NOVEMBER 2010 BAD FAITH CASES INSURED HAS A RIGHT TO FEDERAL JURY FOR HIS BAD FAITH CLAIM DUE TO THE PUNITIVE DAMAGES REMEDY, DESPITE BAD FAITH STATUTE NOT CREATING A RIGHT TO JURY (Philadelphia Federal)
In Pratt v. Victoria Insurance Company, the insured had brought a bad faith insurance claim against the insurer for the insurer’s failure to pay what he maintained was due to him for vandalism to his motor vehicle. The case was referred to an arbitration panel, which found in favor of the insurer.
The insured proceeded to demand a trial de novo, and the issue before the court was whether the action could be tried before a jury. The court noted that on his Entry of Appearance in the Court of Common Pleas, the insurer’s counsel wrote, “A jury of twelve (12) persons is demanded.” Rule 38 of the Federal Rules of Civil Procedure provides that when an issue is triable of right by a jury, a party may demand a jury trial by serving the other parties with a written demand.

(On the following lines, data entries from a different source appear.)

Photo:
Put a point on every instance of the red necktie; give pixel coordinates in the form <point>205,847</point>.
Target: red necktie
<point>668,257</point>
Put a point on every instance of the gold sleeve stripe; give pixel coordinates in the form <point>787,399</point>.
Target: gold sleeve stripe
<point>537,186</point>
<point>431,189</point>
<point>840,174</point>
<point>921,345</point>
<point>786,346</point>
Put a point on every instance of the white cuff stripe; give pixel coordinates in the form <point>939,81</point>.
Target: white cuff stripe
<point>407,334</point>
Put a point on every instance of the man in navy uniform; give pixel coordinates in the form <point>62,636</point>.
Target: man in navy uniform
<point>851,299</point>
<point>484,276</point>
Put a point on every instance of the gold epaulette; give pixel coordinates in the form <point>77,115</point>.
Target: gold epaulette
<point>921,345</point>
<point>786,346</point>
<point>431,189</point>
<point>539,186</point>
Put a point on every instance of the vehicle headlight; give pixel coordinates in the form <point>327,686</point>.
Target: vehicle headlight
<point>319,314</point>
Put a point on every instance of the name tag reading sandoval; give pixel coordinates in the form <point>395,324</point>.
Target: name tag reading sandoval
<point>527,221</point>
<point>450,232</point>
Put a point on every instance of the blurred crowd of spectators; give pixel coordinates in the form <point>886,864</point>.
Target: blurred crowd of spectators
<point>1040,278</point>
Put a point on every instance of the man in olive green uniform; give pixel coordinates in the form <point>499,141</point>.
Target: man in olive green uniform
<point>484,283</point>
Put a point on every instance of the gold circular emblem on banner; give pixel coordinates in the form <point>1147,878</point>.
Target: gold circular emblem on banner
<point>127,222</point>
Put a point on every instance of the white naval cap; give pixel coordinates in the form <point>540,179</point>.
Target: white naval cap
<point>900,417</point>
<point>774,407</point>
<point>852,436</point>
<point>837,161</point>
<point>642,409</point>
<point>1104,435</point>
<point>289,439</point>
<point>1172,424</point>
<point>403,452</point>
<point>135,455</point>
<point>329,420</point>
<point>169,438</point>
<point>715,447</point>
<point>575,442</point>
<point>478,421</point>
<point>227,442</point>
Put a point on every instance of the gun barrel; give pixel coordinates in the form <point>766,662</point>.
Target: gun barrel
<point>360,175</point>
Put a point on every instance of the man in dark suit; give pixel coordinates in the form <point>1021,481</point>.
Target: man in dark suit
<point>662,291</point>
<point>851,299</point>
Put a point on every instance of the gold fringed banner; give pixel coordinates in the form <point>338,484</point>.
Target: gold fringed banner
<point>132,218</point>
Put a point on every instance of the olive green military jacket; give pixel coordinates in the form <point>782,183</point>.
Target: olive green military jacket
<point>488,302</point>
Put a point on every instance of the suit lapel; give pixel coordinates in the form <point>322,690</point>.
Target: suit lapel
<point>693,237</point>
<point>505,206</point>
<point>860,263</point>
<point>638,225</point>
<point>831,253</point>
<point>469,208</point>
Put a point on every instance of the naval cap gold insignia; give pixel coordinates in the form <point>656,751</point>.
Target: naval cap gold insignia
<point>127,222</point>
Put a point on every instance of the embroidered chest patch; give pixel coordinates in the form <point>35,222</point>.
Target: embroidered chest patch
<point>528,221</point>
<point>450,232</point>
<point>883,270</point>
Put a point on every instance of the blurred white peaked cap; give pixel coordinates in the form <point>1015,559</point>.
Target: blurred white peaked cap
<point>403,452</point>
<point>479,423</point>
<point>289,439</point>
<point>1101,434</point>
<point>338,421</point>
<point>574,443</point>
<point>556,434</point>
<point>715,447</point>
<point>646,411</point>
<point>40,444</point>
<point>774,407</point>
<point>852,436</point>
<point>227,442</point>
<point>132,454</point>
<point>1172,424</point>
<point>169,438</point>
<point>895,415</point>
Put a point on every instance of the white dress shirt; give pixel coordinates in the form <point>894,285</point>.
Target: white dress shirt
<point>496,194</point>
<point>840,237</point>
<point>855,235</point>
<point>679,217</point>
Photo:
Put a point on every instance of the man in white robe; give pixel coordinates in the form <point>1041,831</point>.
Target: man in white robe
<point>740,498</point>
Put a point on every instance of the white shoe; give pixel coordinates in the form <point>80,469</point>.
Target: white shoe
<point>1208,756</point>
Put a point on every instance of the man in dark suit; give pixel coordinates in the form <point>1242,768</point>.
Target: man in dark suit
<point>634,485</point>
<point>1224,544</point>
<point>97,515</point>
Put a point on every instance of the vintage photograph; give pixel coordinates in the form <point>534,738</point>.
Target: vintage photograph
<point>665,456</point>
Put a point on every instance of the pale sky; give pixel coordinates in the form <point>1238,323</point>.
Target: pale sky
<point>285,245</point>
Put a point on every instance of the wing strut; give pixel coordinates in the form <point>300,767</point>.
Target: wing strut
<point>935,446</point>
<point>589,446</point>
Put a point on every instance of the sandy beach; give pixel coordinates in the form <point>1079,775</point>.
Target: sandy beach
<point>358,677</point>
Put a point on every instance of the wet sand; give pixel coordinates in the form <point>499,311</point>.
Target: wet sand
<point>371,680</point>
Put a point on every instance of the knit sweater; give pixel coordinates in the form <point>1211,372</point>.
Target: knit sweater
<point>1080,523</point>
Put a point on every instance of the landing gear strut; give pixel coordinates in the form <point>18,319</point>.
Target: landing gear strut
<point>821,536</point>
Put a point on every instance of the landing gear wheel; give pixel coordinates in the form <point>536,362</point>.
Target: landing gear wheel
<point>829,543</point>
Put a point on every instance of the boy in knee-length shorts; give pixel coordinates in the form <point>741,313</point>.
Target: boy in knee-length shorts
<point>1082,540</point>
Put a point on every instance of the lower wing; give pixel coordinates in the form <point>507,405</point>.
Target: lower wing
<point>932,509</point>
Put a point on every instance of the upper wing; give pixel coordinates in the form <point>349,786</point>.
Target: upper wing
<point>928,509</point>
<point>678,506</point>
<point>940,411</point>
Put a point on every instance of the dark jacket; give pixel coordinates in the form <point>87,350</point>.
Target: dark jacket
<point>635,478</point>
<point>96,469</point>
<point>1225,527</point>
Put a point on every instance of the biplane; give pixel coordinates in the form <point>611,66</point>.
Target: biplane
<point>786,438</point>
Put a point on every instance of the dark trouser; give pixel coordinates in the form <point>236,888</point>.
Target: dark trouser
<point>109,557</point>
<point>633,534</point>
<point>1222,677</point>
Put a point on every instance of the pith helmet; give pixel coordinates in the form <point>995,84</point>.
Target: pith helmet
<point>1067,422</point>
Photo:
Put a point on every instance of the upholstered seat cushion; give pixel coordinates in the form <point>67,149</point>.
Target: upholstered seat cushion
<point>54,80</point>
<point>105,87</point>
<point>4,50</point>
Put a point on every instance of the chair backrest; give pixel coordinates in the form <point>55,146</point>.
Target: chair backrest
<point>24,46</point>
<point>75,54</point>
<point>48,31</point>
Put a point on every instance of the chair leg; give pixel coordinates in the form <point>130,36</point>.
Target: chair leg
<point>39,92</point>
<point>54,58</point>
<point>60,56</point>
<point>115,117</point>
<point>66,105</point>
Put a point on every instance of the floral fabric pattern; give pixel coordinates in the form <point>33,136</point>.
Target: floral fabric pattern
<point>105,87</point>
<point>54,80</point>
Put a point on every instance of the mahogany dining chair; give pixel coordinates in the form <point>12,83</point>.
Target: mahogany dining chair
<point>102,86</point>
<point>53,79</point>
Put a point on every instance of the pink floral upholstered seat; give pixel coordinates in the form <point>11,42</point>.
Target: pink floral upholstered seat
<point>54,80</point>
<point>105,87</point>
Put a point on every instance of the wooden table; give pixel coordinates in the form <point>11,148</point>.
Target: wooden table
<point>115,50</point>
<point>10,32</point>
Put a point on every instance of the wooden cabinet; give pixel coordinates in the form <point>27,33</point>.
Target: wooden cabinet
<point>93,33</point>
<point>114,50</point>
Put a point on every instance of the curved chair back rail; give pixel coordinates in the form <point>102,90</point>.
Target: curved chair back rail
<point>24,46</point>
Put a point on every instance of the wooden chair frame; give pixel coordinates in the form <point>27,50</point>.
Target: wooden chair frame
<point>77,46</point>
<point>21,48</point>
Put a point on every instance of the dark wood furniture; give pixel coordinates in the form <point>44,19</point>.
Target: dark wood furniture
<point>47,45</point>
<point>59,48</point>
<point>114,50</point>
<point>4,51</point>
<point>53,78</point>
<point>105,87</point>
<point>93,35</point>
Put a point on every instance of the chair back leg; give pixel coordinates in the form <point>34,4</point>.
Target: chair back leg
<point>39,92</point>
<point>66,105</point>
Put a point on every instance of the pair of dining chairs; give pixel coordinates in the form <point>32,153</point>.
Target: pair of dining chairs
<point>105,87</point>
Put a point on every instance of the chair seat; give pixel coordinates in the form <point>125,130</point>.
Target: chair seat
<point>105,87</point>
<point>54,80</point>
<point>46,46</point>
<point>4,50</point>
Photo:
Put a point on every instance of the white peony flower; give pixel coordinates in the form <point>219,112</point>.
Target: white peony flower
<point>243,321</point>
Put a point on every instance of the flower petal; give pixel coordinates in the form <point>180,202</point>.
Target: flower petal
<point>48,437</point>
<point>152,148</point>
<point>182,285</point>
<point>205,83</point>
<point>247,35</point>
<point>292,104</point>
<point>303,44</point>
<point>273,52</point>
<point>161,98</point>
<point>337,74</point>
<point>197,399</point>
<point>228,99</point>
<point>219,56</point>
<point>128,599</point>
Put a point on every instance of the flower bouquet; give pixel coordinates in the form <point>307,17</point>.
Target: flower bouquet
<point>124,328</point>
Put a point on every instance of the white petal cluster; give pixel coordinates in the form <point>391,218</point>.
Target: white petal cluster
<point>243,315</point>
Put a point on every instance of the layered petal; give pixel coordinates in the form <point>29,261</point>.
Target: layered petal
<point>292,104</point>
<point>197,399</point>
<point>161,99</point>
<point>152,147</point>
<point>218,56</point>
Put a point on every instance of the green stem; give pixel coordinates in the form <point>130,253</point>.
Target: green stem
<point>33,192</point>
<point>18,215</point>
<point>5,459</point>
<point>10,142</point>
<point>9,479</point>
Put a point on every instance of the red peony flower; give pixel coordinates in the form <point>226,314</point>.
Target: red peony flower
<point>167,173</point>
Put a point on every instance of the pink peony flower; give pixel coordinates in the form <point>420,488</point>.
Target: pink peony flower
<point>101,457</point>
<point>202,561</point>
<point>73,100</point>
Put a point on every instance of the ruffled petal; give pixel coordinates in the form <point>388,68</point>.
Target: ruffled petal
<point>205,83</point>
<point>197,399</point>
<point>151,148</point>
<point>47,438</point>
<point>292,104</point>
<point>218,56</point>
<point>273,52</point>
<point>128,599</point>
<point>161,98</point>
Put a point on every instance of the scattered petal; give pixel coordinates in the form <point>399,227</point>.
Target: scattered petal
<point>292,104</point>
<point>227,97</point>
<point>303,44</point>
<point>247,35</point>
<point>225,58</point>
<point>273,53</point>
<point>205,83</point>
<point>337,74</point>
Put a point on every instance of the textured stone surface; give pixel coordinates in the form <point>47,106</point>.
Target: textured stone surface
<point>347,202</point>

In determining whether this case allowed for a jury trial based on the above information, the court first noted that “under Pennsylvania law, there is no right to a jury trial in the state courts” when the sole claim is a bad faith insurance claim brought under 42 Pa. Cons. Stat. § 8371. However, it then recognized that the Third Circuit had previously determined that “when a § 8371 claim is brought in federal court, the punitive damages remedy triggers the Seventh Amendment right to trial by jury.” It therefore held that the insured’s claim was in fact triable by jury in the Eastern District court because one of the parties had properly and effectively made a demand for a jury trial.
Date of Decision: November 12, 2010
Pratt v. Victoria Ins. Co., Civil Action No. 10-1629, United States District Court for the Eastern District of Pennsylvania, 2010 U.S. Dist. LEXIS 120637, (Nov. 12, 2010) (Bartle III, J.)